Una de ellas me transporta a unas galerías comerciales abandonadas, que ejercían como improvisado
ring para dirimir disputas en cuanto acababan las clases. La estampa, una foto en blanco y negro con grano grueso, muestra a decenas de chavales conformando un amplio círculo en cuyo interior los contendientes luchan por defender su orgullo ante el resto de mirones.
Otra imagen me devuelve a mi Calle, esa calle primordial en la que pasé mi infancia. Un muchacho me estaba zurrando de lo lindo y mi madre, que andaba haciendo la compra, nos vio. ¡Qué hostia se llevó el pobre crío y qué vergüenza pasé yo! ¡Qué descrédito!
Por último, recuerdo a un chaval sangrando con profusión a través de una brecha abierta junto a su ojo derecho, como consecuencia del golpe infortunado que le propiné.
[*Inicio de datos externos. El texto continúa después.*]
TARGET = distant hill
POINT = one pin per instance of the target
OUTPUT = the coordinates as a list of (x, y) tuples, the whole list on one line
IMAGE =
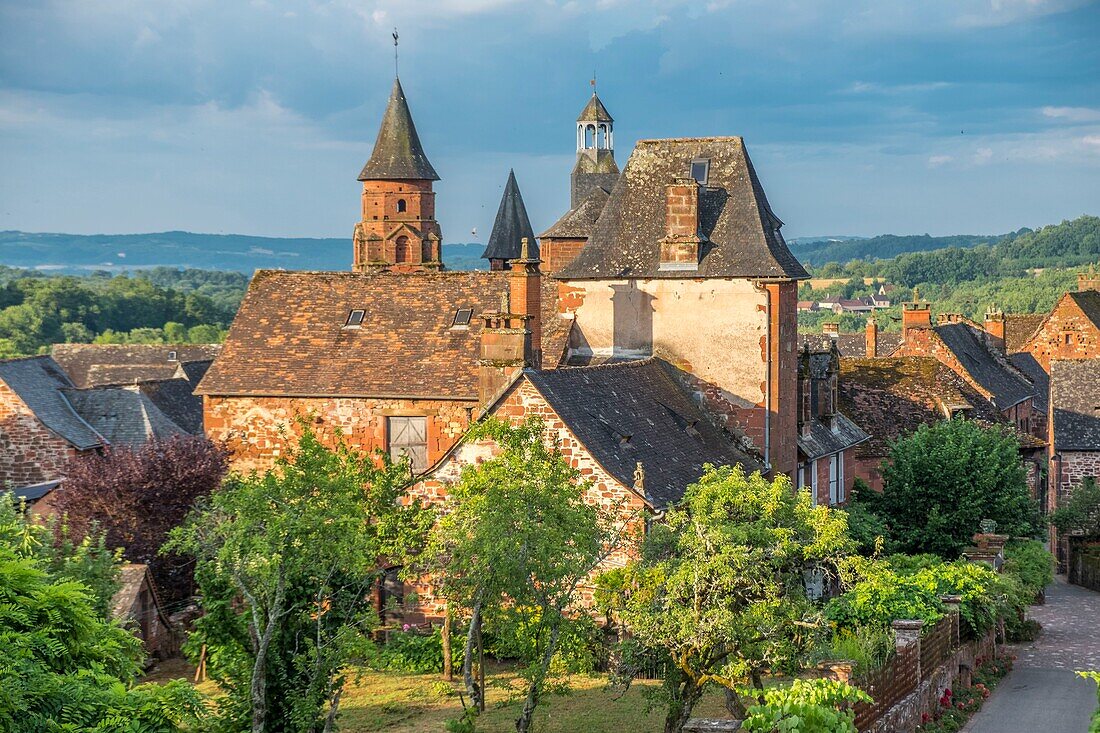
[(76, 253), (820, 250)]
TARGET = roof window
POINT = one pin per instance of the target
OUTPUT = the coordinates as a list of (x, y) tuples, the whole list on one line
[(701, 171), (462, 317), (354, 319)]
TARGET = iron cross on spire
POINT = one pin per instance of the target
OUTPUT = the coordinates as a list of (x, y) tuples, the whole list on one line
[(395, 53)]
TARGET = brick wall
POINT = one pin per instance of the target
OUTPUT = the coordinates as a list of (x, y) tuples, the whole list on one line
[(524, 401), (1066, 334), (260, 429), (30, 452)]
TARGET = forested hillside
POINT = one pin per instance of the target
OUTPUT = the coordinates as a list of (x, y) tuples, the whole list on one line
[(160, 305)]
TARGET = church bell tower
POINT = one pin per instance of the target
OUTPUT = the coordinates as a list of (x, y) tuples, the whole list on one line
[(398, 229)]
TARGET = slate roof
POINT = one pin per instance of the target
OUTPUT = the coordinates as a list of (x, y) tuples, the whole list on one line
[(741, 230), (122, 415), (1019, 328), (635, 412), (889, 397), (578, 222), (510, 227), (1075, 395), (397, 151), (176, 400), (92, 364), (594, 111), (39, 381), (1007, 387), (289, 336)]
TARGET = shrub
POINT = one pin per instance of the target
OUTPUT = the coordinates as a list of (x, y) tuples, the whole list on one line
[(417, 653), (807, 706)]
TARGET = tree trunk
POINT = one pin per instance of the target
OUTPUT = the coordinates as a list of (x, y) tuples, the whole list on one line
[(680, 711), (535, 689), (259, 688), (448, 666), (468, 660)]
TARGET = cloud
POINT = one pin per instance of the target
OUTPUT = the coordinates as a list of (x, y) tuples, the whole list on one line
[(1073, 113)]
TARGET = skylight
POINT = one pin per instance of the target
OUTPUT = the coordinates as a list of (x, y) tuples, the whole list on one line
[(701, 171)]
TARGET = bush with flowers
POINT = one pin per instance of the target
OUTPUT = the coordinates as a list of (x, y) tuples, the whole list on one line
[(959, 702)]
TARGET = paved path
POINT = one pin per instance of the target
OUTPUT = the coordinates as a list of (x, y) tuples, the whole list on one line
[(1042, 692)]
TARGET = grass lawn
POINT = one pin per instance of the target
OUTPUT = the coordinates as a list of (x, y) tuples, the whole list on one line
[(410, 703)]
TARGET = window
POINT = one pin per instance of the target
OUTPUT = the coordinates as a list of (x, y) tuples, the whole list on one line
[(700, 171), (408, 436), (834, 479), (813, 482), (462, 317)]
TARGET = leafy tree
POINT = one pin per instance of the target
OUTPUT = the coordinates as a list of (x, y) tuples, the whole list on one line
[(66, 668), (138, 495), (944, 479), (286, 564), (1081, 513), (518, 539), (719, 584)]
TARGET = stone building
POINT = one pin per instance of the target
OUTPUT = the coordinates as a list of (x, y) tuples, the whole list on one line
[(1075, 431)]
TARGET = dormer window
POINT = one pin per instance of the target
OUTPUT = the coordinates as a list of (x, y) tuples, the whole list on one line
[(701, 171), (354, 319)]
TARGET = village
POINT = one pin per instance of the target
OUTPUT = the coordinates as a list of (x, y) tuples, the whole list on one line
[(640, 360)]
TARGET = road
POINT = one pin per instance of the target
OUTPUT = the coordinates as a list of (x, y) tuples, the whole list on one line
[(1042, 692)]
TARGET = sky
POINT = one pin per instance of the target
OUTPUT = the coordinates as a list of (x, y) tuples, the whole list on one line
[(862, 117)]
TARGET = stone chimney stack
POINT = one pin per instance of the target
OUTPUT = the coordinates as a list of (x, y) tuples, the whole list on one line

La cara teñida de rojo y gritos de puro miedo. Horrorizado, en aquel momento supe que ya no éramos críos y que el juego de las peleas había acabado.
¿
builling? No me vengan con pamplinas. Hoy recuerdo con nostalgia aquellos años y no cambiaría nada de lo que viví, ni una sola aquellas inocentes –hoy lo sé- hostias recibidas. Solo pido disculpas por las pocas que arreé.
Pues bien, cuando leo ahora las últimas noticias sobre violencia escolar, crean que me estremezco ante el mero pensamiento de que alguien, aunque sea un mocoso de 6 años, pueda hacerle cualquier mal a mi pequeña.
Y es que el ser humano se fabrica a sí mismo en base a sus contradicciones.